Tribulations d'une Lyonnaise au Canada

Le jour où je suis revenue, pour de vrai

Si, si.

Si ce n’est pour les commentaires de dizaines de lectrices et lecteurs qui attendaient ce moment depuis des semaines, que dis-je, des mois, ce sera pour moi. Compter les jours de confinement passés, ceux qui restent (ouiiiiiinnnnn). En écrivant.

Peace.

Enfin, écrire est peut-être un grand mot, mais du moment que j’arrive à aligner des mots l’un après l’autre dans une syntaxe correcte (pas comme certains de mes étudiants… enfin je dis ça… je dis rien…Hashtag Charabia), ça devrait le faire. Should do the trick.
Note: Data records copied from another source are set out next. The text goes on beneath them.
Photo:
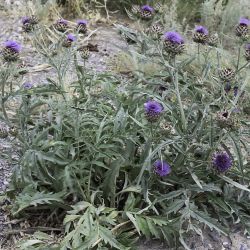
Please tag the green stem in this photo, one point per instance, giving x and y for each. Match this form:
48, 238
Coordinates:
177, 91
238, 60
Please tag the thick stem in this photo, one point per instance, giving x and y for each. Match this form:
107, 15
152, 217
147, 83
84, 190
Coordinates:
238, 60
177, 91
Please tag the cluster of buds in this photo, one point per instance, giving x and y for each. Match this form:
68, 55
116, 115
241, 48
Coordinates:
61, 25
29, 23
146, 12
247, 52
84, 52
173, 43
227, 74
69, 40
82, 26
3, 131
11, 51
153, 111
201, 35
242, 29
156, 30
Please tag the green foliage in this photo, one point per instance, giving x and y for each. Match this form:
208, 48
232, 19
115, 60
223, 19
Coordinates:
90, 152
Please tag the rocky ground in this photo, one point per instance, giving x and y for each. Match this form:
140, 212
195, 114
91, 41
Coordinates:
109, 43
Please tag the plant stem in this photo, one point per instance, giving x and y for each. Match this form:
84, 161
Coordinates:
238, 60
177, 91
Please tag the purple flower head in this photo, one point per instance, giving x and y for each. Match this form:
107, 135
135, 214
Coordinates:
25, 20
71, 37
244, 21
227, 87
201, 29
147, 8
27, 85
236, 90
62, 21
173, 37
12, 45
82, 22
162, 168
153, 107
222, 162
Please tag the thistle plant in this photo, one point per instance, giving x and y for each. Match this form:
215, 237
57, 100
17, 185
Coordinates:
82, 26
128, 158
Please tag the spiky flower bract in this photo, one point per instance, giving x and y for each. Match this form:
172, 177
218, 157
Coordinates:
173, 37
162, 168
82, 22
71, 37
173, 43
222, 162
62, 21
12, 45
241, 29
153, 110
200, 34
244, 21
201, 29
147, 8
25, 20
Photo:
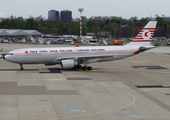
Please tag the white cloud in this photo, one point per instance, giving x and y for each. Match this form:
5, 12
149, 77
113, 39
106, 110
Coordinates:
3, 14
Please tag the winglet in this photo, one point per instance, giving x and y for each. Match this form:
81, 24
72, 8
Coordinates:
77, 45
144, 37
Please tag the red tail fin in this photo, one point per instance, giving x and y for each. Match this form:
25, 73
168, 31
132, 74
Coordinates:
77, 45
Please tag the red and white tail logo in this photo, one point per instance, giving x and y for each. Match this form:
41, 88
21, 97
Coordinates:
144, 37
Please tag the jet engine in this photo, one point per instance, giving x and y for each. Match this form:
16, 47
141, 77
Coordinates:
68, 64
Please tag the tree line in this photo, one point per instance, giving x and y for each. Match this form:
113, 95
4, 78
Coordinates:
58, 27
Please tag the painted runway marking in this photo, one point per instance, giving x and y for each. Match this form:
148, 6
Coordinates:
27, 80
145, 90
35, 79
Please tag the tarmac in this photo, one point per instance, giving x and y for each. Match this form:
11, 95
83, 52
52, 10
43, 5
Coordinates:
137, 87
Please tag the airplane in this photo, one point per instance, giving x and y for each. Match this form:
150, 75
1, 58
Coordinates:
73, 57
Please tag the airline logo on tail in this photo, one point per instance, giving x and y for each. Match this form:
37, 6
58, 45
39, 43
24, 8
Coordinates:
146, 34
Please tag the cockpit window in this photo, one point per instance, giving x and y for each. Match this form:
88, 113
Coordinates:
10, 54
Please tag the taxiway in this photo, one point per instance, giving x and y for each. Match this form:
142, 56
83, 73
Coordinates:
133, 88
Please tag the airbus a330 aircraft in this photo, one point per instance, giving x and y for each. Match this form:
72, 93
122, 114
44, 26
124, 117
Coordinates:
73, 57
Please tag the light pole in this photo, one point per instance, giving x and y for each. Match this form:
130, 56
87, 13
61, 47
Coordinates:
81, 10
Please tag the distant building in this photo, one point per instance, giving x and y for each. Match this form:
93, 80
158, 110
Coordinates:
127, 32
53, 14
66, 15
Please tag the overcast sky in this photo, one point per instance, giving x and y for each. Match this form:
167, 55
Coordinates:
122, 8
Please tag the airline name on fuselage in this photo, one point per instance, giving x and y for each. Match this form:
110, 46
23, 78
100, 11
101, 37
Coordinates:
79, 50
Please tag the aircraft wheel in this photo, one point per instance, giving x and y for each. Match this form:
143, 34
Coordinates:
84, 68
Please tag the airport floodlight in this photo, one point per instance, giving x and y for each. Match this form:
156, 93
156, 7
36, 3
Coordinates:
81, 10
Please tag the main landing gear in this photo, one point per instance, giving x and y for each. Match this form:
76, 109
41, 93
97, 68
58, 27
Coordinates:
21, 67
84, 67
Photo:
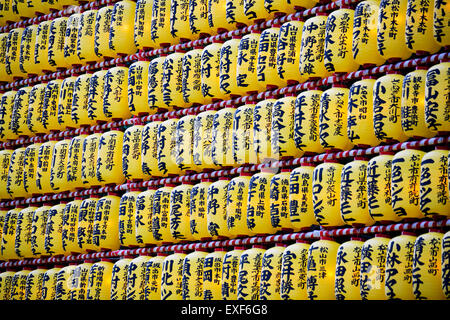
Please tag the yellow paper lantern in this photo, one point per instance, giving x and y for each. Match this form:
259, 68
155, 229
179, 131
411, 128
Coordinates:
333, 119
161, 215
138, 88
166, 147
85, 224
216, 216
79, 283
365, 27
131, 156
149, 149
228, 68
288, 51
127, 219
348, 265
71, 39
387, 97
360, 128
5, 157
203, 137
236, 205
33, 286
391, 38
243, 148
217, 17
326, 194
399, 261
172, 276
427, 266
160, 28
6, 108
198, 18
212, 275
210, 72
185, 143
49, 283
262, 129
440, 21
12, 60
69, 231
143, 24
55, 51
7, 248
22, 243
89, 160
18, 284
38, 228
191, 77
301, 208
269, 287
179, 212
74, 162
230, 273
294, 271
321, 269
405, 183
18, 123
99, 281
105, 230
379, 200
192, 279
58, 171
137, 286
66, 96
121, 30
436, 118
283, 124
109, 158
413, 104
419, 33
199, 209
144, 215
266, 68
354, 204
95, 110
53, 231
258, 203
247, 64
433, 191
101, 38
373, 266
27, 50
115, 94
312, 65
153, 275
119, 278
155, 89
86, 36
172, 80
279, 201
306, 121
15, 185
249, 275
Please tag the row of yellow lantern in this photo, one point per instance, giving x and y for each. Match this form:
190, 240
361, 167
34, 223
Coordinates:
411, 184
405, 267
393, 107
342, 41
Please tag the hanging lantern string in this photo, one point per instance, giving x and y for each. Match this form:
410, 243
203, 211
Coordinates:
230, 172
245, 241
355, 75
150, 53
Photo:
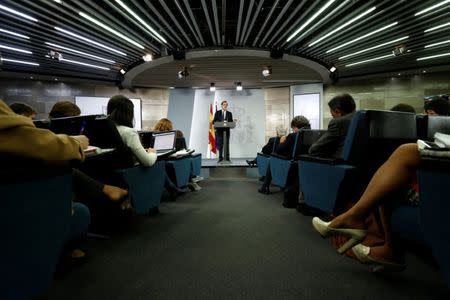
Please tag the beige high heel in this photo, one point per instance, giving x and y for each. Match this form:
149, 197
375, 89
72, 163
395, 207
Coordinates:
355, 235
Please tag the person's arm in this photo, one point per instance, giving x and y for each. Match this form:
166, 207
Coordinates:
131, 139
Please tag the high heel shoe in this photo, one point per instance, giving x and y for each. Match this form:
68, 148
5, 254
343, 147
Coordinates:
362, 253
355, 235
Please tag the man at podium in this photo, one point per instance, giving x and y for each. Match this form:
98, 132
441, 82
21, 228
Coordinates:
223, 116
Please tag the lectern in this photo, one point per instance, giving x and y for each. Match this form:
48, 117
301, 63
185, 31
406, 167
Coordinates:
223, 125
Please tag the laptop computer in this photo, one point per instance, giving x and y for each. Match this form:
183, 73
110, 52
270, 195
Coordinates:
164, 142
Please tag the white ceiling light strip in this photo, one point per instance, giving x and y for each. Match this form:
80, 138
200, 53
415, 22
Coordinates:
80, 52
19, 62
437, 27
437, 44
374, 47
15, 49
434, 56
113, 31
431, 7
310, 20
141, 21
90, 41
343, 26
13, 11
370, 60
14, 33
83, 64
362, 37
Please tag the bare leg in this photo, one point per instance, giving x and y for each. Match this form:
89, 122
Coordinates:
394, 174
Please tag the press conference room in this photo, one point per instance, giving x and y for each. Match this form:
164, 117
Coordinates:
251, 149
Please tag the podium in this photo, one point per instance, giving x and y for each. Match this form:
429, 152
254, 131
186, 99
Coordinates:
224, 125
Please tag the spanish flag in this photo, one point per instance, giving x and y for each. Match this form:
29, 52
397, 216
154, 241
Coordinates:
212, 132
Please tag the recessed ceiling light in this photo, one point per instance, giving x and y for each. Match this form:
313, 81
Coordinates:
431, 7
14, 33
90, 41
20, 62
362, 37
434, 56
15, 49
113, 31
310, 19
131, 12
370, 60
374, 47
343, 25
13, 11
80, 52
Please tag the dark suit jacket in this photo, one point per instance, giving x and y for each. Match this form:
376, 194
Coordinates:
331, 143
218, 117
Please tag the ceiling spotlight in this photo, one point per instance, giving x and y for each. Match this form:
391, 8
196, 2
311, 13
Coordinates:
183, 73
147, 57
267, 71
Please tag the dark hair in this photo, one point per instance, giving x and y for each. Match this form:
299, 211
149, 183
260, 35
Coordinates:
439, 105
344, 103
64, 109
120, 110
403, 107
300, 122
22, 109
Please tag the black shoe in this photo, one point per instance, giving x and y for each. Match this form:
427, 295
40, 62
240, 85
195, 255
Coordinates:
264, 190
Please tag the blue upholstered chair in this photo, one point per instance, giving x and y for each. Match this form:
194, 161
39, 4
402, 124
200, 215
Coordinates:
371, 138
35, 215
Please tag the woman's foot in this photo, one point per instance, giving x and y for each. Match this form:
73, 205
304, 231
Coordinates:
114, 193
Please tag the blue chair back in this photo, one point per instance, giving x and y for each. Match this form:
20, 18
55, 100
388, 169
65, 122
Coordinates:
35, 216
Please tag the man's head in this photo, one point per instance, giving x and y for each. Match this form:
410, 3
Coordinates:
299, 122
64, 109
341, 105
23, 109
437, 106
224, 104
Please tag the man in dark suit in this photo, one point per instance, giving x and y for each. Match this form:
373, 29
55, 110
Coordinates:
220, 116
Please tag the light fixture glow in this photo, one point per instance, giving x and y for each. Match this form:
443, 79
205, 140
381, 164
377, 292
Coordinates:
374, 47
437, 27
113, 31
362, 37
15, 49
15, 34
434, 56
431, 7
13, 11
90, 41
310, 19
343, 25
83, 64
437, 44
19, 62
80, 52
131, 12
370, 60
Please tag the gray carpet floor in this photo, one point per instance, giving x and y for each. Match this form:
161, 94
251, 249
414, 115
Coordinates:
227, 241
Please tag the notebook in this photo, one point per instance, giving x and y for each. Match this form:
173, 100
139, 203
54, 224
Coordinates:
164, 142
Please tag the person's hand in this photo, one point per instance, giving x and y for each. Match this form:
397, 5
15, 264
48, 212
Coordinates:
83, 140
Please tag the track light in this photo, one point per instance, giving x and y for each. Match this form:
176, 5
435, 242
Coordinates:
183, 73
267, 71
Survivre à l’isolation physique.

Et se raccrocher aux petites choses qui font du bien, être reconnaissante pour les quelques bonnes choses.

Recevoir ces petits sms qui font sourire, qui me font me souvenir que la vie n’a pas tant changé que ça… LOL ?

Exemple parfait, lundi

“Hey you. I’m hungover… kind of horny. what’s you doing?”. Covid ou pas, certaines personnes pensent à toi, c’est beau non? (dans ce cas, mon skipper de voilier de luxe rencontré il y a plus de 5 ans à Bonifacio). A sa décharge, on se parle aussi pour se raconter d’autres choses hein.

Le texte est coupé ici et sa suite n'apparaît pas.